Exposure And Depth Of Field

In photography, exposure refers to the amount of light that penetrates through a photographic film at a given time. The amount of light exposure of the film depends upon factors like shutter speed, lens aperture, etc. Thus, , when the shutter cycle is long the photographic film is exposed to a source of light for a longer duration. On the other hand, when the shutter cycle is brief, speedier and recurrent in nature it results in multiple exposure of the photographic film or image sensor within a given time.

Nagahara describes the depth of field as range of scene depths within an image distance that appear focused. Hence, among the factors that determine the amount of sharpness and blurriness of all the objects in a particular scene include the type of camera that is being used, aperture speed and distance of the objects from the lens.

In photography, both exposure and depth of field are determined by the aperture and shutter speed. This shows that they are correlated in some way or the other. The purpose of this work will be to find it out with the help of scholarly researches.

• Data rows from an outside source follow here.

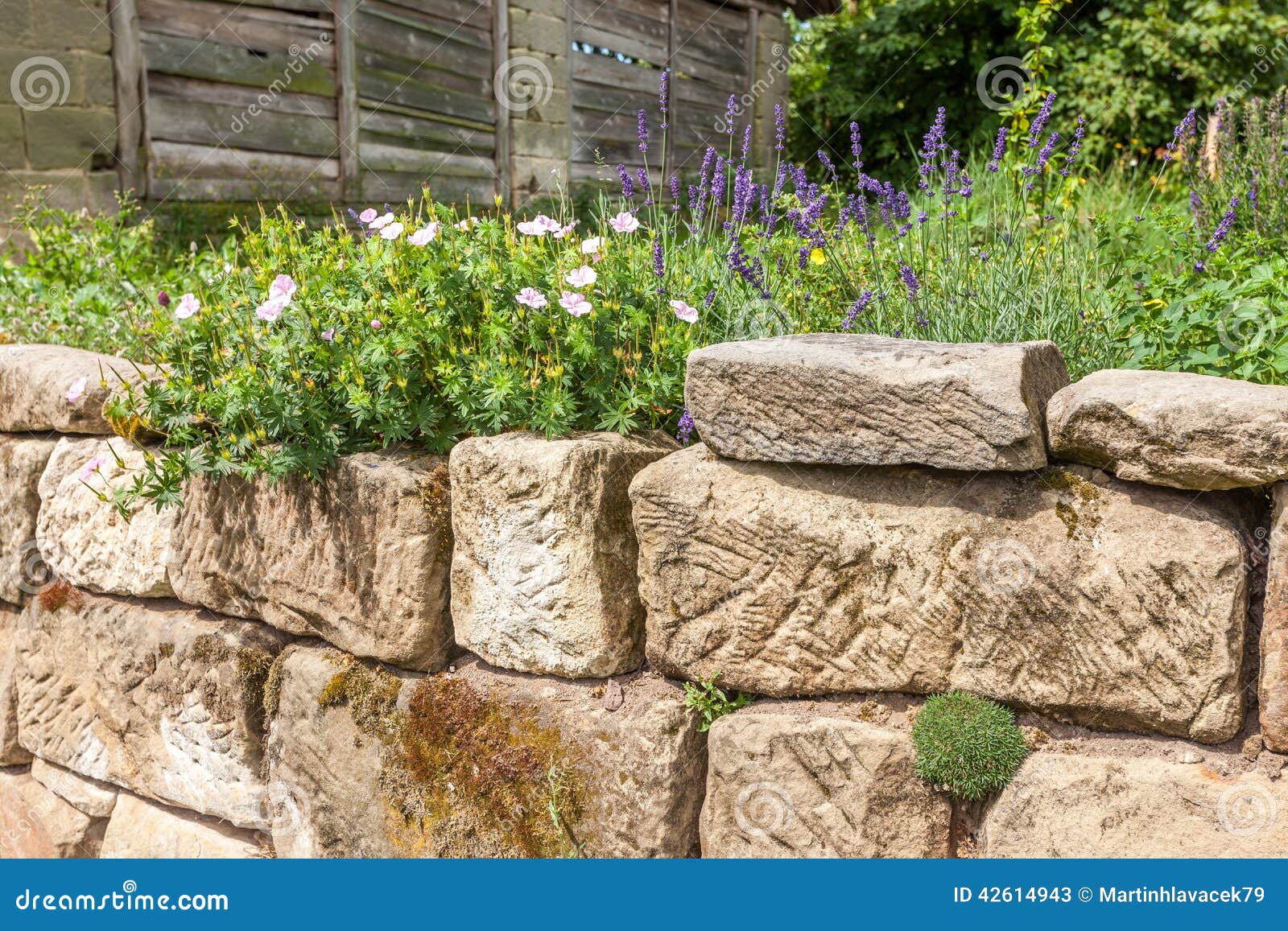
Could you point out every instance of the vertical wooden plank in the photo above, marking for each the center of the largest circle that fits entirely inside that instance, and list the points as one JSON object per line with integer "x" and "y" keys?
{"x": 348, "y": 117}
{"x": 500, "y": 56}
{"x": 128, "y": 74}
{"x": 673, "y": 44}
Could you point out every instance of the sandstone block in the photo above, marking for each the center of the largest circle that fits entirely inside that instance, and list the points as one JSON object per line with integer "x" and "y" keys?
{"x": 23, "y": 570}
{"x": 1105, "y": 603}
{"x": 36, "y": 383}
{"x": 90, "y": 796}
{"x": 141, "y": 830}
{"x": 544, "y": 566}
{"x": 1068, "y": 805}
{"x": 151, "y": 695}
{"x": 815, "y": 779}
{"x": 10, "y": 751}
{"x": 84, "y": 538}
{"x": 1273, "y": 686}
{"x": 1174, "y": 429}
{"x": 467, "y": 763}
{"x": 853, "y": 399}
{"x": 36, "y": 823}
{"x": 361, "y": 559}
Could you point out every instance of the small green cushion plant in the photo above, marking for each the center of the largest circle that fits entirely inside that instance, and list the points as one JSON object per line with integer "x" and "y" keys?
{"x": 966, "y": 744}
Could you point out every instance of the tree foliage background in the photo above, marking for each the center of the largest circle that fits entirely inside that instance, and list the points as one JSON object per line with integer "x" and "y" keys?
{"x": 1133, "y": 68}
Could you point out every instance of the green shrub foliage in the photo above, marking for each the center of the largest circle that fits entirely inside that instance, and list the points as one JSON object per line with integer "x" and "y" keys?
{"x": 966, "y": 744}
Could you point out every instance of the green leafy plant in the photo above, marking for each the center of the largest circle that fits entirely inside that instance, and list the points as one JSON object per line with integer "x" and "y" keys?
{"x": 968, "y": 746}
{"x": 708, "y": 701}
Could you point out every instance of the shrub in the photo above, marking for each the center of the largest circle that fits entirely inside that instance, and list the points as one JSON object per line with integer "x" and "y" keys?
{"x": 968, "y": 746}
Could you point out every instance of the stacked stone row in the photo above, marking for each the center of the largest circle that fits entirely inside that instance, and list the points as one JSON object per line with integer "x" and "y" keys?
{"x": 866, "y": 521}
{"x": 869, "y": 521}
{"x": 164, "y": 679}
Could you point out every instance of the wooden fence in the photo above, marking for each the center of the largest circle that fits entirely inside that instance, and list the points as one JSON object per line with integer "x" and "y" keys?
{"x": 365, "y": 101}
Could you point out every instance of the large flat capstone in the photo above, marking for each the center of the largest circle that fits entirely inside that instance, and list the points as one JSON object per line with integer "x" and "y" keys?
{"x": 48, "y": 388}
{"x": 84, "y": 538}
{"x": 1174, "y": 429}
{"x": 1107, "y": 603}
{"x": 856, "y": 399}
{"x": 361, "y": 559}
{"x": 156, "y": 697}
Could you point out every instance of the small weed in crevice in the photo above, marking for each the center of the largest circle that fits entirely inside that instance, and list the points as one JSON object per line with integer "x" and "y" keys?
{"x": 966, "y": 744}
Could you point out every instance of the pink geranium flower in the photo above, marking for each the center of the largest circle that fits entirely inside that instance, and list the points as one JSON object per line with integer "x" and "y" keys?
{"x": 689, "y": 315}
{"x": 424, "y": 236}
{"x": 576, "y": 304}
{"x": 532, "y": 298}
{"x": 624, "y": 223}
{"x": 188, "y": 306}
{"x": 583, "y": 277}
{"x": 92, "y": 467}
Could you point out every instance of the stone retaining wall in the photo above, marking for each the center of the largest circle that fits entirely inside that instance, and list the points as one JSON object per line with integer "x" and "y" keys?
{"x": 485, "y": 654}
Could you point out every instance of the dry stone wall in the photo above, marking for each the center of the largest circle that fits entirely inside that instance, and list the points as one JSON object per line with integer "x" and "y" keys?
{"x": 485, "y": 654}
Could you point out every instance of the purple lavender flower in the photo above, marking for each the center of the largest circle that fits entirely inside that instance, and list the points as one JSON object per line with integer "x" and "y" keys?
{"x": 910, "y": 281}
{"x": 857, "y": 308}
{"x": 1041, "y": 120}
{"x": 1223, "y": 229}
{"x": 684, "y": 435}
{"x": 998, "y": 151}
{"x": 663, "y": 94}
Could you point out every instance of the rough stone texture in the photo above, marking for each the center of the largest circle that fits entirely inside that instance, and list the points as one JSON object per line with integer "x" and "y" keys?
{"x": 544, "y": 568}
{"x": 36, "y": 823}
{"x": 35, "y": 381}
{"x": 644, "y": 765}
{"x": 90, "y": 796}
{"x": 361, "y": 559}
{"x": 141, "y": 830}
{"x": 1108, "y": 603}
{"x": 1174, "y": 429}
{"x": 84, "y": 538}
{"x": 23, "y": 460}
{"x": 1068, "y": 805}
{"x": 10, "y": 751}
{"x": 151, "y": 695}
{"x": 850, "y": 399}
{"x": 1273, "y": 686}
{"x": 817, "y": 779}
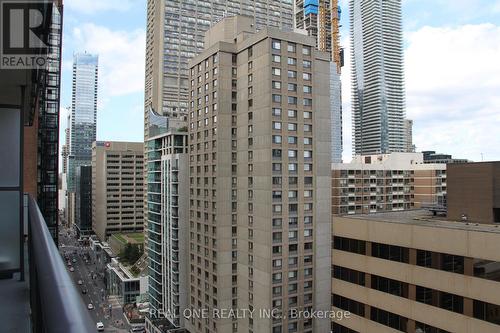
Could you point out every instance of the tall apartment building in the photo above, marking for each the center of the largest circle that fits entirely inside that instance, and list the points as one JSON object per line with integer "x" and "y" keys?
{"x": 175, "y": 32}
{"x": 83, "y": 200}
{"x": 378, "y": 95}
{"x": 412, "y": 272}
{"x": 117, "y": 187}
{"x": 408, "y": 126}
{"x": 83, "y": 113}
{"x": 259, "y": 220}
{"x": 391, "y": 182}
{"x": 321, "y": 18}
{"x": 168, "y": 227}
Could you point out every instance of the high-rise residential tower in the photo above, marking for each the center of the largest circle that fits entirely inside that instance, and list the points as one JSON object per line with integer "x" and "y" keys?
{"x": 83, "y": 113}
{"x": 378, "y": 97}
{"x": 259, "y": 185}
{"x": 320, "y": 18}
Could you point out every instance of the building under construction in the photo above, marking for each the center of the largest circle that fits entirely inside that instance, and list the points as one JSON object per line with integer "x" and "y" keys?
{"x": 321, "y": 19}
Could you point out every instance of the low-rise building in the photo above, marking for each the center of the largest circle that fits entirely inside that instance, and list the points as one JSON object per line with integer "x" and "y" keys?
{"x": 412, "y": 272}
{"x": 386, "y": 182}
{"x": 474, "y": 192}
{"x": 121, "y": 282}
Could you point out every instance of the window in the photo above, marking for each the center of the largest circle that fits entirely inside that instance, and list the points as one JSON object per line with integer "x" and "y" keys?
{"x": 390, "y": 252}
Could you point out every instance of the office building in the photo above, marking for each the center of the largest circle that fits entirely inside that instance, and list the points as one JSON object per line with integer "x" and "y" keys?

In general, the objects that are present in a single image are placed at different distances from the camera lens. This results in gradual blurring of the farthest object. Shan and Agarwal conducted a research to find out how high quality motion de-blurring can be achieved from a single image. The researchers computed a de-blurred image with the help of an amalgamated probabilistic model for  blur kernel evaluation as well as restoration of unblurred image. The camera aperture was set to disallow long shutter speed so that the photographic film gets minimal light exposure. This resulted in de-blurring of a number of objects in a single image and making them appear as if they are all within the same depth of field from the lens. Another experiment was conducted to achieve motion deblurring with the help of fluttered shutter. This experiment also suggested that in conventional photography, single exposure of the aperture leads to motion blurred photographic image of moving objects. Therefore, the researchers calibrated the situation by fluttering the camera’s shutter open and close within an exposure time. Consequently, they found that motion blur effect was removed and the image gave a virtual feeling that all the objects are placed at the same depth of field.

To conclude, it can be said that depth of field is the span of distance between the nearest and the farthest object in a focal range where the zone of sharpness is within the acceptable limit. Thus, by determining the exposure of lens to the light source a photographer can generate a virtual feeling that the depth of field of various objects located within a single scene has been changed.